Podczas gali FEN 28 Arkadiusz Tańcula wspierał w narożniku swojego kolegę Piotra Szeligę, który niespodziewanie pokonał Krystiana Pudzianowskiego po krwawym starciu. W wywiadzie po walce Arek był bardzo szczęśliwy z przebiegu walki i powiedział, że historia lubi się powtarzać i tak jak w jego przypadku, „Szeli” skazywany był na porażkę, a na koniec to jego ręka powędrowała ku górze.
22 sierpnia swój powrót na rynek ogłosiła największa polska federacja „freak fightów”, a mianowicie – FAME MMA. Miejsce wydarzenia nie jest nam znane, ponieważ nie wiadomo jak rozwinie się sytuacja w kraju. Jeśli nic się nie zmieni i dalej na halę nie będzie można wpuszczać kibiców to kolejna gala obędzie się również w studiu telewizyjnym jak poprzednie wydarzenie organizacji.
Jednym z bohaterów FAME MMA 7 ma być Arkadiusz Tańcula, który swoją drugą walkę w formule MMA stoczył właśnie dla wcześniej wspomnianej federacji, pokonując doświadczonego Alana Kwiećińskiego.
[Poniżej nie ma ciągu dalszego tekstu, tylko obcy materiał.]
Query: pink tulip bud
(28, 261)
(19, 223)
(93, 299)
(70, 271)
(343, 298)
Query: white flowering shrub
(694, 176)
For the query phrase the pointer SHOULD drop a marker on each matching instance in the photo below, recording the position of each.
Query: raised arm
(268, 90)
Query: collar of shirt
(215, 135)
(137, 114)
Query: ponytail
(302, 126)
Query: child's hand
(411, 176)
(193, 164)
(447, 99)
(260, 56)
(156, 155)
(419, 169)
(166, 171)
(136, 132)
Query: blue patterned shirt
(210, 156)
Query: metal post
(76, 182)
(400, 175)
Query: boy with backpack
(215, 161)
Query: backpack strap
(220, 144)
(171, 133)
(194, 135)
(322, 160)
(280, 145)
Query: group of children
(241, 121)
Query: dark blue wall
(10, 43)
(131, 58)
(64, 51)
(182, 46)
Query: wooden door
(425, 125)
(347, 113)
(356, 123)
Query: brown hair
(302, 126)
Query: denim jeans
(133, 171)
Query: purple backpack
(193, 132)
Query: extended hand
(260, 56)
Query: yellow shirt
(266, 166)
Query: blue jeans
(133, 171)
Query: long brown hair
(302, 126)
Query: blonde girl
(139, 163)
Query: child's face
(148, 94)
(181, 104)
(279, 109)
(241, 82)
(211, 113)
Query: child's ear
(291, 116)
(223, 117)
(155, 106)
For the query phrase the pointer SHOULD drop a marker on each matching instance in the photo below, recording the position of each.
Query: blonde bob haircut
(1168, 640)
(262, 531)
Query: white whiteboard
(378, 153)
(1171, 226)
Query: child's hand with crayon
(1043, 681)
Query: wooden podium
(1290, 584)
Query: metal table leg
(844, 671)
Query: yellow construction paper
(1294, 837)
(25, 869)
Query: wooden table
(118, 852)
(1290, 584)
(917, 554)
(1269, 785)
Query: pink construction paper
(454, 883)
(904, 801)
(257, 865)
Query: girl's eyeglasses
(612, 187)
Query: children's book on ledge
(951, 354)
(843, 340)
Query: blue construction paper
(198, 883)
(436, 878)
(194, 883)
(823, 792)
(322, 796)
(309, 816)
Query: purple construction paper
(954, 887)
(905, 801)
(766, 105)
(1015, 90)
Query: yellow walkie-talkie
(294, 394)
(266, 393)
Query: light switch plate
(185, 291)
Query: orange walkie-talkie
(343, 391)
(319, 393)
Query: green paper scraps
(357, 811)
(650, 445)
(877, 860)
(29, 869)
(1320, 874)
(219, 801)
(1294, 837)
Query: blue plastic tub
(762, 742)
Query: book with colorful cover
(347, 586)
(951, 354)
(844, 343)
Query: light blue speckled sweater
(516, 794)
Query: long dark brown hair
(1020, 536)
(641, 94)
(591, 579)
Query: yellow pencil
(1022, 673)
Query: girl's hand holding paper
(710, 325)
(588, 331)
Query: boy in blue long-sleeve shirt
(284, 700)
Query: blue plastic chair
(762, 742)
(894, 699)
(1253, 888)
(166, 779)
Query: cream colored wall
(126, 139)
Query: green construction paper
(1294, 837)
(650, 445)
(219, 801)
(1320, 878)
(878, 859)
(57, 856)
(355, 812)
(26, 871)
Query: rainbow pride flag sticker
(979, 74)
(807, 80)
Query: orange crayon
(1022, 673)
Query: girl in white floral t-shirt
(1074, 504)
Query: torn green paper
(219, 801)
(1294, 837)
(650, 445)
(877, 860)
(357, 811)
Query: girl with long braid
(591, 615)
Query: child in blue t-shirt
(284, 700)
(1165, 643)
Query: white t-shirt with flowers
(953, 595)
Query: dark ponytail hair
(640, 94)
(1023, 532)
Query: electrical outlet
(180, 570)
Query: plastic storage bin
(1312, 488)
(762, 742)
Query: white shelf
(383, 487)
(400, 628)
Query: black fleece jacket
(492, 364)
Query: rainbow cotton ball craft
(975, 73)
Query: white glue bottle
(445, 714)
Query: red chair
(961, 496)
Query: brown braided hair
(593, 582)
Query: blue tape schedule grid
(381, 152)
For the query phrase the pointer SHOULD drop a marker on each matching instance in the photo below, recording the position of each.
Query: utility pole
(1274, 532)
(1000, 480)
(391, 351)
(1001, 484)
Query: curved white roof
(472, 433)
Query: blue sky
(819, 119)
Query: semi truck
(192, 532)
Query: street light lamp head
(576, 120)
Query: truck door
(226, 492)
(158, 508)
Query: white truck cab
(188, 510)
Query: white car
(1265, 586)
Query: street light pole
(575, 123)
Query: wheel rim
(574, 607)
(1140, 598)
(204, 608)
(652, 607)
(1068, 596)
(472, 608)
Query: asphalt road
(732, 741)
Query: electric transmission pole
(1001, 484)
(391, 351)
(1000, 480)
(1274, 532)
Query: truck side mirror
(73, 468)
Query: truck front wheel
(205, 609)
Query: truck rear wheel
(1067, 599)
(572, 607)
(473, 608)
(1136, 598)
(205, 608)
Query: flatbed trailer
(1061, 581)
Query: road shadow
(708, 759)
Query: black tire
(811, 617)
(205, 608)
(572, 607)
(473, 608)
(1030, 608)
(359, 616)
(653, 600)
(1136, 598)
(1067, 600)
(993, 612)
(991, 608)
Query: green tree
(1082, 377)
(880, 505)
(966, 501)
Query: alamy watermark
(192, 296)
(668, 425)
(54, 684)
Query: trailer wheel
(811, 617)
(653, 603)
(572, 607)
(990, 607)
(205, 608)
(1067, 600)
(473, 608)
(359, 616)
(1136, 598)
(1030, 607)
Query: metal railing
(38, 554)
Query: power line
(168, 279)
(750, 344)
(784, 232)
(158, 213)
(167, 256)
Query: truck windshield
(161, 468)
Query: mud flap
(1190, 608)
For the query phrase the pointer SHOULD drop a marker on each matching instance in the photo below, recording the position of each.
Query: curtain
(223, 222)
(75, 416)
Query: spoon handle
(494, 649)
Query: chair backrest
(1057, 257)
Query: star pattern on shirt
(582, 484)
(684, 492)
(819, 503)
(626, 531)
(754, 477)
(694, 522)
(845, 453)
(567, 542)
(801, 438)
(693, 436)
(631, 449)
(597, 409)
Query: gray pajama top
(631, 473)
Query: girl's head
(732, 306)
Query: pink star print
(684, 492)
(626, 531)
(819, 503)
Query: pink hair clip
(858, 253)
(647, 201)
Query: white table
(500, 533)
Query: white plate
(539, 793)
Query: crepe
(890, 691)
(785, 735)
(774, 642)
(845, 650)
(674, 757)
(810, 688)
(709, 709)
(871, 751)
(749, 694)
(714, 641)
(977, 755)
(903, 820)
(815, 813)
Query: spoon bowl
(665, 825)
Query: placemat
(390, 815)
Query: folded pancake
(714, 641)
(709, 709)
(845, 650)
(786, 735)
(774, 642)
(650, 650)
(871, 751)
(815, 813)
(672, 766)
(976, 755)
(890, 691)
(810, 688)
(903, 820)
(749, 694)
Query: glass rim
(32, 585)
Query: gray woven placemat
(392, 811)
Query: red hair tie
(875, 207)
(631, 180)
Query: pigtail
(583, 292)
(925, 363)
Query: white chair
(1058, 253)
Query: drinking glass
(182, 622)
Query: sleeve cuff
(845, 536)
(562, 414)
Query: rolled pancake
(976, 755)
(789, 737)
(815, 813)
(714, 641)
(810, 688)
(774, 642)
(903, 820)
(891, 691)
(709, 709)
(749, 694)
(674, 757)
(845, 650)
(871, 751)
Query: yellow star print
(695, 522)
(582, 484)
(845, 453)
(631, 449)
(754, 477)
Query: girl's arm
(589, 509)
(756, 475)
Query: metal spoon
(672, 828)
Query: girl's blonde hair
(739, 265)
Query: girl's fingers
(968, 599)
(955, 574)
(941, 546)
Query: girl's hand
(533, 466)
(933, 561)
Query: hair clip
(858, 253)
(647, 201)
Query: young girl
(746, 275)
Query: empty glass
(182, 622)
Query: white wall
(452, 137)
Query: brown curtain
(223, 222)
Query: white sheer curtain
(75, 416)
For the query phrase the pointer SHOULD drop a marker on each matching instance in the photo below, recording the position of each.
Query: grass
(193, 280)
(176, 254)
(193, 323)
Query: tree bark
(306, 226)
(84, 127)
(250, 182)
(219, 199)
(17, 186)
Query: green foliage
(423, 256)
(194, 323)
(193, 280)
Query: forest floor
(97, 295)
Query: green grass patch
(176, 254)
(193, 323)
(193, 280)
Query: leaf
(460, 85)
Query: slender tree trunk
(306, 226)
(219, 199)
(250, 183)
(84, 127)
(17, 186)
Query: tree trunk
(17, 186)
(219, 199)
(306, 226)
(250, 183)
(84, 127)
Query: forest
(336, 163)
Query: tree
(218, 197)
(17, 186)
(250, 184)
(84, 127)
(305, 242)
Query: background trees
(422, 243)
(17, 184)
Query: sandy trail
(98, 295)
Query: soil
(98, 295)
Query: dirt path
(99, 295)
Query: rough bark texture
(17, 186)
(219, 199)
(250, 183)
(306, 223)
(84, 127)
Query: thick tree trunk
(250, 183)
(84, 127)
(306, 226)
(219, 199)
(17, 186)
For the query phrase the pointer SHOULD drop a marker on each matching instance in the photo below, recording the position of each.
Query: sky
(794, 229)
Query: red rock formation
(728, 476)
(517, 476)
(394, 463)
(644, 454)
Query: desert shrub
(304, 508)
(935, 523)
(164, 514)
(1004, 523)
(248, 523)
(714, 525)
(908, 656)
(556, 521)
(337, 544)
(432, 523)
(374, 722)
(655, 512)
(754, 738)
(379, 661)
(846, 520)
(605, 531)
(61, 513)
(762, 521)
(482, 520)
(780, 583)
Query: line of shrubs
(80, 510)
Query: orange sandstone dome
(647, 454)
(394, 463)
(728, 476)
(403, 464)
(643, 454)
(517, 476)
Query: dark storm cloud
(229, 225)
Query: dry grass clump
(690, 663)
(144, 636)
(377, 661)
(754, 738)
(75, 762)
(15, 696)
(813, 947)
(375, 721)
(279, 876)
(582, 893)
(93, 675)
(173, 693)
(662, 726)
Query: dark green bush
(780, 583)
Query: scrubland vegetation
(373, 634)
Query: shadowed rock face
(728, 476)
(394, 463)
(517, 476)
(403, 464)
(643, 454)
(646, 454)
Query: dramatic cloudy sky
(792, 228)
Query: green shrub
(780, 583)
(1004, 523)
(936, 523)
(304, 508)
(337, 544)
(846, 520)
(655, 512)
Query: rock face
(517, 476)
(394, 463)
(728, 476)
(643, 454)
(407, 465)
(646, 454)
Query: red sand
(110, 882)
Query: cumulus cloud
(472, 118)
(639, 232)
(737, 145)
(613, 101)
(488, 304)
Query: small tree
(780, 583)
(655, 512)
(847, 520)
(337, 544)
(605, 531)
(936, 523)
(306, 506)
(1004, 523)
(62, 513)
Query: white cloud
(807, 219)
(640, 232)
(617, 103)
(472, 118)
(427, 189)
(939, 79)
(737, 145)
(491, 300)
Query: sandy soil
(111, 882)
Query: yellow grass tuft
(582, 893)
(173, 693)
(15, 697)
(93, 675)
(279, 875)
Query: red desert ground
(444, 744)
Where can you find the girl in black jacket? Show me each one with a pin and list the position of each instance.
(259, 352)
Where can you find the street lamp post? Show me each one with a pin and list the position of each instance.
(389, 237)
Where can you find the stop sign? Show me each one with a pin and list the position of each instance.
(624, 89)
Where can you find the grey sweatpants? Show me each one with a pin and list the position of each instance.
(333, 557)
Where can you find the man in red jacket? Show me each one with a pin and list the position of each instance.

Arek przed walką skazywany był na porażkę, lecz pokazał serce do walki i zamknął usta krytykom wygrywając starcie. Pod koniec wywiadu dla portalu mma.pl podczas FEN 28, Arek potwierdził, że wystąpi na sierpniowej gali.
„22 sierpnia zobaczycie mnie na FAME MMA 7”
Kto będzie następnym rywalem Tańculi? Przekonamy się niebawem.